Report Title:

Nonprofit Corporations; Sunshine Law; Information Practices

Description:

Requires certain nonprofit corporations in which the majority of board members are appointed by the State, or whose assets are payable to the State upon dissolution, or whose majority of funds are public funds, to comply with the state Sunshine laws (chapter 92) and the Uniform Information Practices Act (chapter 92F). (SD1)

THE SENATE

S.B. NO.

1229

TWENTY-SECOND LEGISLATURE, 2003

S.D. 1

STATE OF HAWAII

 


 

A BILL FOR AN ACT

 

RELATING TO NONPROFIT CORPORATIONS.

 

BE IT ENACTED BY THE LEGISLATURE OF THE STATE OF HAWAII:

SECTION 1. The legislature finds that the Hawaii Nonprofit Corporations Act governs nonprofit corporations registered in the State and provides for certain rights and responsibilities under the law. Among the nonprofit corporations are several that have bylaw provisions allowing government officials to appoint a majority of their board of directors.

The legislature believes that when a state or county government official has the power to appoint or remove a majority of members of a corporate board of directors, the corporation is not independent of the State. For such a corporation, the State has a responsibility to ensure it conducts its business according to the open records and meetings laws followed by government agencies, and also to conduct audits of the corporation should it become necessary.

Cable television access organizations, established through chapter 440G, Hawaii Revised Statutes, fall within the category of government-dominated corporations described above. The office of information practices issued an opinion last September stating that the director of commerce and consumer affairs had considerable control over access organizations through the ability to appoint and remove a majority of members of their boards. The opinion also ruled that access organizations fall within the statutory definition of boards that are governed by the open records law of chapter 92F, Hawaii Revised Statutes.
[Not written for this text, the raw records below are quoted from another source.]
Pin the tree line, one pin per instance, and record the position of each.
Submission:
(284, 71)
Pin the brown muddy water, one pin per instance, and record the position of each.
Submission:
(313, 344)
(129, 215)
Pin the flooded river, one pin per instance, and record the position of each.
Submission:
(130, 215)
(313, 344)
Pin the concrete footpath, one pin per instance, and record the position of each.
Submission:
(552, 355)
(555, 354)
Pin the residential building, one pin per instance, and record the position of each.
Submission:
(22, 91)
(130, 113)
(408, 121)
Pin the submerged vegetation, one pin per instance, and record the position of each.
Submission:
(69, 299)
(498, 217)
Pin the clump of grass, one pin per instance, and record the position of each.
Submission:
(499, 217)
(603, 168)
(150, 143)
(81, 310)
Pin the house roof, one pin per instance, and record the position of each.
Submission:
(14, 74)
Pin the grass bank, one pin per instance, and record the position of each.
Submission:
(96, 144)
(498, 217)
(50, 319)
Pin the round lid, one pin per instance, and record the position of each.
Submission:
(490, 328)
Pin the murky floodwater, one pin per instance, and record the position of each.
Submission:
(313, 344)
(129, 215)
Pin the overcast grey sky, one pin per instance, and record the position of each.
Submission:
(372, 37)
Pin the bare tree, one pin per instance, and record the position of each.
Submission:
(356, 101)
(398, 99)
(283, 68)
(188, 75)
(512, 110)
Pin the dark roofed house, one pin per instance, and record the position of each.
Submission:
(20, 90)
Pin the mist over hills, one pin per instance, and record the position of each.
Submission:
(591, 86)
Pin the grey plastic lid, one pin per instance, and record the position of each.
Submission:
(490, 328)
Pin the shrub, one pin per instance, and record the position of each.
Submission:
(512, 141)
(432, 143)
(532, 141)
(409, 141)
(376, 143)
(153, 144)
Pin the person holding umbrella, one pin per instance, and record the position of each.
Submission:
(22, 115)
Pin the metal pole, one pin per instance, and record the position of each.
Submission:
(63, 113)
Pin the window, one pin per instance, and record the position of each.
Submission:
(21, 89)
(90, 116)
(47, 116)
The purpose of this Act is to require nonprofit corporations that have provisions in their bylaws that allow government officials to appoint a majority of their board, or whose assets are payable to the State upon dissolution, or whose majority of funds are public funds, to abide by the State's open records and proceedings laws, in addition to the nonprofit corporation laws, and to allow the auditor to conduct audits of the corporation.

SECTION 2. Chapter 414D, Hawaii Revised Statutes, is amended by adding a new section to be appropriately designated and to read as follows:

"414D- Certain nonprofits required to comply with additional state laws. (a) Any corporation whose:

(1) Bylaws provide that a government official or agency shall appoint, in the official's or agency's official capacity, a majority of the corporation's board of directors;

(2) Assets are payable to the State upon dissolution; or

(3) Majority of funds are public funds;

shall be required to comply with the provisions of chapter 92 and 92F.

(b) The auditor may subpoena the records of and audit any corporation required to comply with subsection (a)."

SECTION 3. New statutory material is underscored.

SECTION 4. This Act shall take effect on July 1, 2003.